-1

I am having some problem when retrieving data from my database using jquery.

This is my client.js

function get_sede_data(client) {
  $('#client-detail-co').load('client.php?name='+client);
}

This is my client.php file

<?php

$name = $_GET['name'];
$sql_name = "select * from client where c_name = $name";
$re_sql_name = mysqli($con, $sql_name);

if (mysqli_num_rows($re_sql_name) > 0) {
    while ($row = mysqli_fetch_assoc($re_sql_name)) {
        echo
        "<h1>Client details: {$row['c_name']}</h1>";
    }
} else {
    echo "ERROR" . mysqli_error($con);
}
mysqli_close($conexion);
?>

This normally works with clients with only one name (ex: George) but with a client with two names (ex: Mary Ann) it doesnt work.

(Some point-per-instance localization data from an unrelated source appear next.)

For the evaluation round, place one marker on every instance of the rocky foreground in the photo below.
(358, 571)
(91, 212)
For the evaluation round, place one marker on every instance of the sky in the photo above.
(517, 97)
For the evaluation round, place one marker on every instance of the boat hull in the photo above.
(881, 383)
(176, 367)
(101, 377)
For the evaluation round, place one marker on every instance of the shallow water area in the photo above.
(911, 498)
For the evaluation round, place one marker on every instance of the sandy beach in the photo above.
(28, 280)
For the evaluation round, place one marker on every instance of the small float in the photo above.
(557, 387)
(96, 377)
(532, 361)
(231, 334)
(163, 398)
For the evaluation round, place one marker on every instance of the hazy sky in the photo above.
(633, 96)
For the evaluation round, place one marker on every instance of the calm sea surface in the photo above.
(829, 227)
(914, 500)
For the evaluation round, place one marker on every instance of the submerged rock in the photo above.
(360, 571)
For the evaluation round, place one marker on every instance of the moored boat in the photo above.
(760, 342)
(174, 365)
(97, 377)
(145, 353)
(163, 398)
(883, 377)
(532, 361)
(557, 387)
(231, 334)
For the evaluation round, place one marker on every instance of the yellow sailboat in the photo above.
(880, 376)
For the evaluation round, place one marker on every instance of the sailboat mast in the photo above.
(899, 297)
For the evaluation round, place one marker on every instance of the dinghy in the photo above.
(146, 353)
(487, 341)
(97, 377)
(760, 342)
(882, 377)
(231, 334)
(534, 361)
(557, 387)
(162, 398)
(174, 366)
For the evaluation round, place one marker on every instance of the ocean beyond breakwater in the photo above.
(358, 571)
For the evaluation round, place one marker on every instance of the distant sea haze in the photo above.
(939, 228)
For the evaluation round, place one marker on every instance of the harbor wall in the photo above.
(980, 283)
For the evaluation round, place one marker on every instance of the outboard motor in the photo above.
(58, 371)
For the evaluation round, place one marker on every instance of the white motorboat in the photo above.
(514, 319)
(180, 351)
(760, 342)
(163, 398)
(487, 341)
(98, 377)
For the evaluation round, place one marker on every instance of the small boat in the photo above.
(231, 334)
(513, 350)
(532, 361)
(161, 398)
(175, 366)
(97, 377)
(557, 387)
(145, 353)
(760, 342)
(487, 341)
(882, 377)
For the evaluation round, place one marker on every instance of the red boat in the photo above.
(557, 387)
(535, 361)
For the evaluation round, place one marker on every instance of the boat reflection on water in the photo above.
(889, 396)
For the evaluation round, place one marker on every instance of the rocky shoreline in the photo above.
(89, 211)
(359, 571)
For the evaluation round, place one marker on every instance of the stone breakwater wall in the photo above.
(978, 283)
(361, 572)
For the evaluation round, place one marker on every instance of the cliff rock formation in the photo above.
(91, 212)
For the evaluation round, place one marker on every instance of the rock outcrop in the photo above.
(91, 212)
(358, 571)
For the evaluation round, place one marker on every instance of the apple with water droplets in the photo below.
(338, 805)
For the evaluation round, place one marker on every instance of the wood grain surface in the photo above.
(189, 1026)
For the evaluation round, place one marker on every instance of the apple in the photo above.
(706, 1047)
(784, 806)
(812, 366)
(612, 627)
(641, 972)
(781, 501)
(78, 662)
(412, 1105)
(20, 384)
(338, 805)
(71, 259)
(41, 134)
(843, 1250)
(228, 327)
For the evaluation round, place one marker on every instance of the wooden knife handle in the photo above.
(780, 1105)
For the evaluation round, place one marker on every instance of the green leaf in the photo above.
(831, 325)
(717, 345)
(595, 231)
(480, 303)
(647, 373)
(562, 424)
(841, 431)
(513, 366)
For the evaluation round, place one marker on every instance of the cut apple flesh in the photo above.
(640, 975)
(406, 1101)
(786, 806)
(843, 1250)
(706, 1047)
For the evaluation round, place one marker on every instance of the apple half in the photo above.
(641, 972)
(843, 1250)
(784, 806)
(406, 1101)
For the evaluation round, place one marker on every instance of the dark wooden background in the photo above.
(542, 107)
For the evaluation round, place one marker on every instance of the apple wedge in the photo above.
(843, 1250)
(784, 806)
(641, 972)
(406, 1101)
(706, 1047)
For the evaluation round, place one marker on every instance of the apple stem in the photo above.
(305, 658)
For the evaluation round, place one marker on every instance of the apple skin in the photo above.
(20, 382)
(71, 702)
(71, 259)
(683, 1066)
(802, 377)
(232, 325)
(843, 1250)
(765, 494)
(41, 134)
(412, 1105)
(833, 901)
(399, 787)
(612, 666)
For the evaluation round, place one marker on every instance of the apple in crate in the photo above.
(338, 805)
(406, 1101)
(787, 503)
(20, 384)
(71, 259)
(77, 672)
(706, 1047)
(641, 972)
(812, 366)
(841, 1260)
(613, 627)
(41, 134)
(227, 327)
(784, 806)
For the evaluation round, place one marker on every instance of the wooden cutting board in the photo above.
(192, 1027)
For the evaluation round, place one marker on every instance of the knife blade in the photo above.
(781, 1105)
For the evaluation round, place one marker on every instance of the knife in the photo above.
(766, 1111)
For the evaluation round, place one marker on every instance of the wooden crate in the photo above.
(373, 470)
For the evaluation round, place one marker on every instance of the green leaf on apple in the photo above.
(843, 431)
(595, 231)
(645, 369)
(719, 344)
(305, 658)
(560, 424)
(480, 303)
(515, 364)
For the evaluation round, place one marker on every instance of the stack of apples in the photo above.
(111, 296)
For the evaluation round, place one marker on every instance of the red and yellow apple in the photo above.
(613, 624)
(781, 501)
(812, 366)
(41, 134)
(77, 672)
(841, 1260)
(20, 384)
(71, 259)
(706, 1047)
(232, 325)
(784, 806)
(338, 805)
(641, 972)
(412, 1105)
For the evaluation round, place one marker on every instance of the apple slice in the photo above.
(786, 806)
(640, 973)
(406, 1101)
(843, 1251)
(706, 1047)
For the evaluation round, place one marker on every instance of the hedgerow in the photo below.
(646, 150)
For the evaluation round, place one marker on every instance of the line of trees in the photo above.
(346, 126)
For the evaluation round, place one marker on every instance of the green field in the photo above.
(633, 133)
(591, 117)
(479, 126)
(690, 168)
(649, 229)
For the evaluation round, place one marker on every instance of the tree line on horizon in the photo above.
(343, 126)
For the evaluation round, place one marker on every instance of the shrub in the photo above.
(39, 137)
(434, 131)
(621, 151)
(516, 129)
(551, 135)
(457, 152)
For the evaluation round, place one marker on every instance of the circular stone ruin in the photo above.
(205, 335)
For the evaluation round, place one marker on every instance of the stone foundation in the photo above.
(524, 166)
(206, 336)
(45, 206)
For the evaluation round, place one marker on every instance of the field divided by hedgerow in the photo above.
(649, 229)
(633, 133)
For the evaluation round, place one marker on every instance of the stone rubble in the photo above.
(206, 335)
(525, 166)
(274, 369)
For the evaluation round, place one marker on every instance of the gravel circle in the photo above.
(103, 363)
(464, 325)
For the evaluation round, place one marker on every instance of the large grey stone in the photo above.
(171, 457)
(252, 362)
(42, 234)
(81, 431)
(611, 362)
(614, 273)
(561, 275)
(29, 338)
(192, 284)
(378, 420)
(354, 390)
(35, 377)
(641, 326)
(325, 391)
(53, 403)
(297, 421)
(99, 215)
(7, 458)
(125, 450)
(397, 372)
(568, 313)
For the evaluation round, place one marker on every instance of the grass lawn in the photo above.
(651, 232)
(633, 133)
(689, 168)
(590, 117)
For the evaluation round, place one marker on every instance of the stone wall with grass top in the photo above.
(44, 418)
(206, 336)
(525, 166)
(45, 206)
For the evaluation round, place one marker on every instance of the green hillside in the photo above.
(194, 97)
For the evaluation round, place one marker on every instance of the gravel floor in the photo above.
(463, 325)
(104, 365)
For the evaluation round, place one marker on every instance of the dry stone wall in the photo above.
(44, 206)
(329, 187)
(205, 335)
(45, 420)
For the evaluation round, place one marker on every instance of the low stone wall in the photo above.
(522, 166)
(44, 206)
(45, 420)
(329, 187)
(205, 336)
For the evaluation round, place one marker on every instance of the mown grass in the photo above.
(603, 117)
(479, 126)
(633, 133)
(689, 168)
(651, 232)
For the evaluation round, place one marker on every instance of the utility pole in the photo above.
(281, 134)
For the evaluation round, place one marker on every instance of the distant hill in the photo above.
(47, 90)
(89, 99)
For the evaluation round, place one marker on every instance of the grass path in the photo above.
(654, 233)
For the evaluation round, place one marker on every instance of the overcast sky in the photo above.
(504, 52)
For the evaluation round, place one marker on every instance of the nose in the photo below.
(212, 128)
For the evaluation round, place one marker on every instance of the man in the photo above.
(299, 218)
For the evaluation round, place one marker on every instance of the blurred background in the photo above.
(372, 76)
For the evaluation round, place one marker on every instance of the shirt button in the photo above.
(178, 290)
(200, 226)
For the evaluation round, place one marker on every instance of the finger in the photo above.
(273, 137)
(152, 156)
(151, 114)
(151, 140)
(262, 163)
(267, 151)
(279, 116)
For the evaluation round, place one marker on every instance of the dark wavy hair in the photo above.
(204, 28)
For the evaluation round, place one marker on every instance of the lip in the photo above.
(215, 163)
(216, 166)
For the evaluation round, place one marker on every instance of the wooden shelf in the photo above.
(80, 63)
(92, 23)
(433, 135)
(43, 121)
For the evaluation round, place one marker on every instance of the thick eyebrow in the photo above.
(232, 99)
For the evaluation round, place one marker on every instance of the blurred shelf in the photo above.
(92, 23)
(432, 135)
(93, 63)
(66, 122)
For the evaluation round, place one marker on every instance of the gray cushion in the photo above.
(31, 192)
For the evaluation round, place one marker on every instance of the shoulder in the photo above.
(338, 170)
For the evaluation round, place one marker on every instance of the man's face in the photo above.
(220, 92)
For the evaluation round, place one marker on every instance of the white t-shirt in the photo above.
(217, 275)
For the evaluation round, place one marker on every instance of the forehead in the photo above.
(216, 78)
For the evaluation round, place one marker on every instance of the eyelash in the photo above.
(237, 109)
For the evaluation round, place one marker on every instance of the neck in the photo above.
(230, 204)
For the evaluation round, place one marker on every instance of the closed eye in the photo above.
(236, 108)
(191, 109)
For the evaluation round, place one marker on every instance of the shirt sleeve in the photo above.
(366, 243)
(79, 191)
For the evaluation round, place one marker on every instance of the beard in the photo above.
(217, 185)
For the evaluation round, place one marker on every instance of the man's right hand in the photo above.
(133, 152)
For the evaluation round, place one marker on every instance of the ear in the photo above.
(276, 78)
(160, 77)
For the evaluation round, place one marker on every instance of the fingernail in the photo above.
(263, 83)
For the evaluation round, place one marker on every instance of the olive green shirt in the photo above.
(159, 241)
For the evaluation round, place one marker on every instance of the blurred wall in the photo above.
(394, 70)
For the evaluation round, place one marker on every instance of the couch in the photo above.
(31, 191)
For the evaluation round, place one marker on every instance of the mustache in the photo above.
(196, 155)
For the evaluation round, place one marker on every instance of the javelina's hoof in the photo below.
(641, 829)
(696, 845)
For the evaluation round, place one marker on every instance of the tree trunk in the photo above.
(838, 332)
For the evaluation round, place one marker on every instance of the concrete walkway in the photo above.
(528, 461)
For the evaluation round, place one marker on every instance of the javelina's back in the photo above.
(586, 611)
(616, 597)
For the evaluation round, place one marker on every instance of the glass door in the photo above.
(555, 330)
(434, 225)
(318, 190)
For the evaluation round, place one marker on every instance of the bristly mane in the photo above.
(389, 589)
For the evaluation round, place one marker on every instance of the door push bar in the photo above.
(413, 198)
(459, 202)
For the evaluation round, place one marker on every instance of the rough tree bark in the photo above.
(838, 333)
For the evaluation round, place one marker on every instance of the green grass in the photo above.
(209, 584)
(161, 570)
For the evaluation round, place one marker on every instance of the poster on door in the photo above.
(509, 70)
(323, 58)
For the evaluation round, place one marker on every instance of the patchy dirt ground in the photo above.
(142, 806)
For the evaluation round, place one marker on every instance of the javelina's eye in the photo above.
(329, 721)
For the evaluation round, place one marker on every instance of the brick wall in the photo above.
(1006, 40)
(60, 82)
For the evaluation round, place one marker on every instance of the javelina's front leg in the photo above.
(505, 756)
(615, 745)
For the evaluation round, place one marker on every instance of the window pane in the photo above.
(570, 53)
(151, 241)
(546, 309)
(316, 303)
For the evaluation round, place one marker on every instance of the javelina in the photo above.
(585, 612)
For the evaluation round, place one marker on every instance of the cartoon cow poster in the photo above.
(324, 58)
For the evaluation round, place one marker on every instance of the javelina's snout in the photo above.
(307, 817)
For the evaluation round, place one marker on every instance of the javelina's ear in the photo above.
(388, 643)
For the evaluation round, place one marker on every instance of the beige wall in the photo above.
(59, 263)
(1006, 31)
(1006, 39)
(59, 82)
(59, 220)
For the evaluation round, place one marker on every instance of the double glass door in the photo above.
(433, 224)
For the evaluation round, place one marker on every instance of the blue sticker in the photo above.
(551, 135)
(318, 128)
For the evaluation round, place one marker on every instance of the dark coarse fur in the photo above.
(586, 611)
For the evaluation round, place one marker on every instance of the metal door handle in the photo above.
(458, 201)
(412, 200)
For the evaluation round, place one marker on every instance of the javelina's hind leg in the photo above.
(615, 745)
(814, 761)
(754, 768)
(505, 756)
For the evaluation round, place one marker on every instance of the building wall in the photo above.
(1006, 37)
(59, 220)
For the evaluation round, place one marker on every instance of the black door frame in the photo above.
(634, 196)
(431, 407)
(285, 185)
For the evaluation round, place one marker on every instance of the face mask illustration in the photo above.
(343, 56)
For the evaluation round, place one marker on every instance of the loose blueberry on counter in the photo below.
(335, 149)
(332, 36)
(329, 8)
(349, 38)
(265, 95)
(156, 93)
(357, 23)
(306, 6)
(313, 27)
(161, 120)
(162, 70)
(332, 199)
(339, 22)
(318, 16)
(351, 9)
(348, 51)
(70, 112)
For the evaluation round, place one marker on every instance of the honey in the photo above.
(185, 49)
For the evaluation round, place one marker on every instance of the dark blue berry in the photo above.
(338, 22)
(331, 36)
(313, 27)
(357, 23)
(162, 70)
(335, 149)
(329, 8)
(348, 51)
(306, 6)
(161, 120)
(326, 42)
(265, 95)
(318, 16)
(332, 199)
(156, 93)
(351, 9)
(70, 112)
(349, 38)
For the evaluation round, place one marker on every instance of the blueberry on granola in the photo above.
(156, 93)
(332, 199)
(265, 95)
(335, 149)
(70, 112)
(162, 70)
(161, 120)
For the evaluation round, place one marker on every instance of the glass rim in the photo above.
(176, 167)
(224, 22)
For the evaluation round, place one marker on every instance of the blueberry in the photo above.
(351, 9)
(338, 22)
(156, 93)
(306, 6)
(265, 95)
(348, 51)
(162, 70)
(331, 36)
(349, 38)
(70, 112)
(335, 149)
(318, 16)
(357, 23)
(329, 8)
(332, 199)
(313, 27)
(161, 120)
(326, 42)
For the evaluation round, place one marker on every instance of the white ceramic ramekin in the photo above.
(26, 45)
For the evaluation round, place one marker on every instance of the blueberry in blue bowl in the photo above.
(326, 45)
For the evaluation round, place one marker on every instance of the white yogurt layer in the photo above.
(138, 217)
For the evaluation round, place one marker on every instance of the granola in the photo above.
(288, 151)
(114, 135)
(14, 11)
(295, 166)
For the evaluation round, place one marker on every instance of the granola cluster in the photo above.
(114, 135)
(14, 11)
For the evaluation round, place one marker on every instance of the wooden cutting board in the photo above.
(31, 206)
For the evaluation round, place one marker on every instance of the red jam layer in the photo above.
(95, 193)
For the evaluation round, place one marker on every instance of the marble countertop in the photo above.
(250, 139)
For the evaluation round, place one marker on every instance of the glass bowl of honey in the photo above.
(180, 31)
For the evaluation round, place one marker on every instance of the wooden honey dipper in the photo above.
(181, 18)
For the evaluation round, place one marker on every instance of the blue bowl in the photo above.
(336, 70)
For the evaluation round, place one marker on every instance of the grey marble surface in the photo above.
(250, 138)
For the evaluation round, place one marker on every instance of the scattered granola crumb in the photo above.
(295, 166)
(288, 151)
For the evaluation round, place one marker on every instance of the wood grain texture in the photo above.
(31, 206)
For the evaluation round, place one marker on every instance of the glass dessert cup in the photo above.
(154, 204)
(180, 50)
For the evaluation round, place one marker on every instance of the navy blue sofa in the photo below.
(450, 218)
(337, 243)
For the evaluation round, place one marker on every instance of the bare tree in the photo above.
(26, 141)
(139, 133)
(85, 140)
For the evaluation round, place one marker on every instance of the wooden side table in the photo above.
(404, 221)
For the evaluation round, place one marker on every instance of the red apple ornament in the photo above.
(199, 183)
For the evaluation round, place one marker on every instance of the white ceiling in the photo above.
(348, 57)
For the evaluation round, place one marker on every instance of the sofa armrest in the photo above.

Any idea why it's not retreiving names with spaces?

Omi
  • 3,954
  • 5
  • 21
  • 41
Volt
  • 71
  • 1
  • 8
  • Wrap `$name` in your query with singlequotes. `'$name'` – GrumpyCrouton Aug 28 '17 at 16:51
  • [Little Bobby](http://bobby-tables.com/) says **[you are at risk for SQL Injection Attacks](https://stackoverflow.com/q/60174/)**. Learn about [Prepared Statements](https://en.wikipedia.org/wiki/Prepared_statement) for [MySQLi](http://php.net/manual/en/mysqli.quickstart.prepared-statements.php). Even **[escaping the string](https://stackoverflow.com/q/5741187)** is not safe! I recommend `PDO`, which I [wrote a function for](http://paragoncds.com/grumpy/pdoquery/#function) to make it extremely **easy**, very **clean**, and way more **secure** than using non-parameterized queries. – GrumpyCrouton Aug 28 '17 at 16:51
  • You're saying that `$row['c_name']` will return `MaryAnn` instead of `Mary Ann` when `Mary Ann` is what's stored in your DB? – j08691 Aug 28 '17 at 16:52
  • No, $row['c_name'] should return Mary Ann, but the js function only returns Mary and the "Ann" is missing. – Volt Aug 28 '17 at 18:16

1 Answers1

1

To fix your issue, you need to enclose your variable with singlequotes, as it's a string and not an integer.

$name = $_GET['name'];
$sql_name = "select * from `client` where `c_name`='$name'";
$re_sql_name = mysqli($con, $sql_name);

if(mysqli_num_rows($re_sql_name) > 0) {
    while($row = mysqli_fetch_assoc($re_sql_name)) {
        echo "<h1>Client details: {$row['c_name']}</h1>";
    }
} else {
    echo "ERROR" . mysqli_error($con);
}
//you had this as "conexion" but you used "con" above, so I changed this to "con"
mysqli_close($con);

You should also convert to using prepared statements:

MySQLi Prepared Statements

$name = $_GET['name'];

/* prepare statement */
if ($stmt = $mysqli->prepare("select `c_name` from `client` where `c_name`= ?")) {

    /* bind parameters for markers */
    $stmt->bind_param("s", $name);

    /* execute query */
   $stmt->execute();

    /* bind variables to prepared statement */
    $stmt->bind_result($c_name);

    /* if num_rows > 0 then fetch values */
    if($stmt->num_rows > 0) {
        while ($stmt->fetch()) {
            echo "<h1>Client details: {$c_name}</h1>";
        }
    } else {
        //error reporting
    }

    /* close statement */
    $stmt->close();
}
/* close connection */
$mysqli->close();

PDO Prepared Statements

This is what I personally recommend, as I find it easier than mysqli.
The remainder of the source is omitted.